Dear amai, I am a young man aged 23. I am madly in love with a 20-year-old girl. I have a very strong rural background, and my girlfriend is the exact opposite. I am getting a lot of negative comments from family and friends about how we are two different people. My girl goes around town attending parties and drinking. I do not drink. I have never tasted alcohol because of my religious beliefs. She is very demanding, at times I am forced to borrow money to give her to make her happy. My parents told me point blank that they do not want her as their daughter-in-law. Please advise, I am confused.
Response
Greetings dear writer, thank you for writing in. After you turn 18 you are considered a major so as it stands, I can only advise you, but the ultimate decision remains yours. They say birds of a feather flock together. The circles she is moving in do not seem good. You know her better than most people. As a couple what kind of advice do you give each other? If the alcohol consumption bothers you, it will snowball if not addressed now.

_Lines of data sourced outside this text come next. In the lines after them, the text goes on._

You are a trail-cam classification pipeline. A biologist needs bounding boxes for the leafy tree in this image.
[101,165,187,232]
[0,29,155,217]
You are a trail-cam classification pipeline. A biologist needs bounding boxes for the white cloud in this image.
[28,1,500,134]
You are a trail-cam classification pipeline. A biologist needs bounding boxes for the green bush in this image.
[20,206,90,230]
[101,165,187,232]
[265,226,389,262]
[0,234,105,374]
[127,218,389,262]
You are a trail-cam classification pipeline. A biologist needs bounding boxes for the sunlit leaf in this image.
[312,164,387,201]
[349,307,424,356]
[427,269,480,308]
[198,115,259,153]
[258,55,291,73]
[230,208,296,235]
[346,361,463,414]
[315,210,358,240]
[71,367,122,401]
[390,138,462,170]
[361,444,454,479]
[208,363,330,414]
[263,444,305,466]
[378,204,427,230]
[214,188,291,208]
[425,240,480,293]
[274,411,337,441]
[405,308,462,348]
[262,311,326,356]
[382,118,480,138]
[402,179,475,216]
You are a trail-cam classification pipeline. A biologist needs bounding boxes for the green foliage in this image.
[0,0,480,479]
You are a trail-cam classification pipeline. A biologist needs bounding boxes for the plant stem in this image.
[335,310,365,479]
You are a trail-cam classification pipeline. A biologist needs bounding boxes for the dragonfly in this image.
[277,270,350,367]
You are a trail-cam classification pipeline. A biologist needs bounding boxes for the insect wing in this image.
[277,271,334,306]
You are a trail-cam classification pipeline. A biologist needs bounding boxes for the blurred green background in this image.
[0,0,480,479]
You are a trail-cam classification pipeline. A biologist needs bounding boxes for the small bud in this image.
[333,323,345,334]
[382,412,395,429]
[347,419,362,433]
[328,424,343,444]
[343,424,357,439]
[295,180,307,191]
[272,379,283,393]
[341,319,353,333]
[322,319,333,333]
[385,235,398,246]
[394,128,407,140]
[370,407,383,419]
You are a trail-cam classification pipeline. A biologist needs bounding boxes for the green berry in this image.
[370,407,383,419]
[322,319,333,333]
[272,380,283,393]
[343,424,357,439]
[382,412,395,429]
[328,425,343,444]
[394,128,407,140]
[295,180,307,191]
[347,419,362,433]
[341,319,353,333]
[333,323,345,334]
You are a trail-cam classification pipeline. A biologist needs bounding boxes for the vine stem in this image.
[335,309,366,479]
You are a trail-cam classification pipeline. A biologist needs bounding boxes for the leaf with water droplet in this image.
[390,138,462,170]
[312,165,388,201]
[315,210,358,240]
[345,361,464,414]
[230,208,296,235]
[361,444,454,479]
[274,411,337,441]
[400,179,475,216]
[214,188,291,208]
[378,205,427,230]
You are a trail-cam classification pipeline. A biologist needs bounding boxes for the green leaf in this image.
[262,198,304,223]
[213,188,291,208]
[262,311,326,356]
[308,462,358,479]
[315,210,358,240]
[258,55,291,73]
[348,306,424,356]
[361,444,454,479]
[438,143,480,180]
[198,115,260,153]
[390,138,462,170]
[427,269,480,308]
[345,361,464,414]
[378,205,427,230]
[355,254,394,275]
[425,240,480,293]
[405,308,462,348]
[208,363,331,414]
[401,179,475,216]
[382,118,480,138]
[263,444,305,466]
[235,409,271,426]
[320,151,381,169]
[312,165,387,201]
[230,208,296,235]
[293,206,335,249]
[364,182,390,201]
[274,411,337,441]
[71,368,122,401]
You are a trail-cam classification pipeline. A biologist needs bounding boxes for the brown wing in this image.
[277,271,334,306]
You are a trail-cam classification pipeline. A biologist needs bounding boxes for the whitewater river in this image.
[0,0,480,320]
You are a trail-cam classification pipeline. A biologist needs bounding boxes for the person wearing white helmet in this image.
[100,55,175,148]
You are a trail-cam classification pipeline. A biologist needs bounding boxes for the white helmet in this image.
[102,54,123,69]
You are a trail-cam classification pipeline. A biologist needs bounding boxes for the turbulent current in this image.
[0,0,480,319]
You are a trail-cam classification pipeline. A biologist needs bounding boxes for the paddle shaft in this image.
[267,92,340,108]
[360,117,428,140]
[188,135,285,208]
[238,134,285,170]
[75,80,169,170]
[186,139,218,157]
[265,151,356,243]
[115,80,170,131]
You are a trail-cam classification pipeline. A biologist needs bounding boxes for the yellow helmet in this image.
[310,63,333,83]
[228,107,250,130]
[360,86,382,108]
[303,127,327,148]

Furthermore, you do not buy happiness by giving someone money, especially if you must go out of your way and borrow. You will end up in debt and that is not good at all. It seems like you are really stretching yourself thin and compromising a lot. If you love and really want to give it your all go for pre-marital counselling. Try an unearth what your vision and future will look like with this woman. Are you two different people or can you become a single functional entity? I would be happy to hear from you again.